NCB Capital’s main short-term concerns for the sector are the expected compression of margins due to imports, as well as the uncertainty of fuel supply to planned expansions. “Imports could lead to margin pressure due to insufficient government subsidies,” added Babgi. “On average, we have reduced our 2014 net margins by 63 bps due to the expected margin pressure as a result of cement imports.”
“Although we are neutral on all cement stocks under coverage, on a relative basis, Yanbu and Southern Cement are our top picks,” stated Babgi. “For Yanbu Cement, we believe the high inventory level (135 percent above the sector’s average) positions it well to meet the demand needs in the Western Region. As for Southern Cement, we believe the increasing construction activity in the south, the ability to sell in the west and the potential for increased capacity are its key positives.”

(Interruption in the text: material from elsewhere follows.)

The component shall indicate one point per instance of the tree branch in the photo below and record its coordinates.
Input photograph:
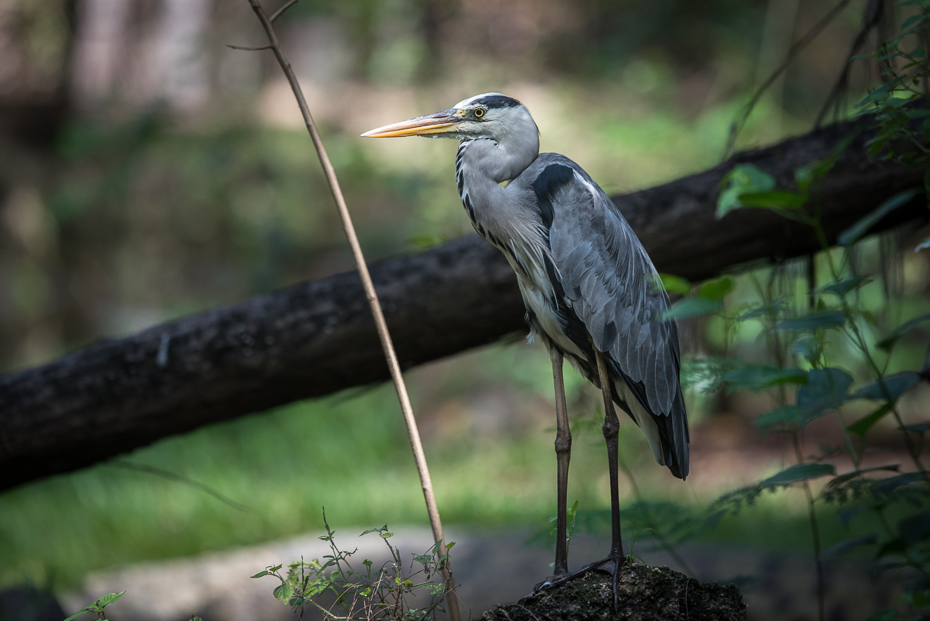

NCB Capital believes overall earnings growth potential for most companies remains limited due to high utilization rates and restrictions on prices. Companies with high inventory levels are better positioned to benefit from the increase in demand. However, for the whole sector, NCB Capital believes only multiple expansion could provide additional upside. The sector currently trades at 14.3x 2013 P/E compared to 12.6x at the beginning of the year. Dividends remain the sector’s key strength with an average yield of 5.5 percent.
“We continue to expect a strong demand outlook for cement in Saudi Arabia in the coming few years. This is mainly due to the ongoing and new mega projects announced by the government, coupled with an increase in private sector activity,” said Babgi.
“Recently the Ministry of Interior awarded three contracts worth a total of SR10.4 billion for the construction of security compounds and other facilities around the Kingdom. These three contracts are expected to be completed by 2016.
Moreover, the Ministry of Finance awarded a contract worth SR13 billion to Saudi Binladen Group for the construction of Abraj Kudai, a mixed-use real estate development in Makkah.
Other mega projects that are expected to consume cement for the coming years include the metro projects in the Central and Western regions, the expansion of Riyadh and Jeddah airports and the expansion of the two holy mosques. Additionally, the need for more than 2 million housing units is expected to support demand over the longer term,” noted Babgi.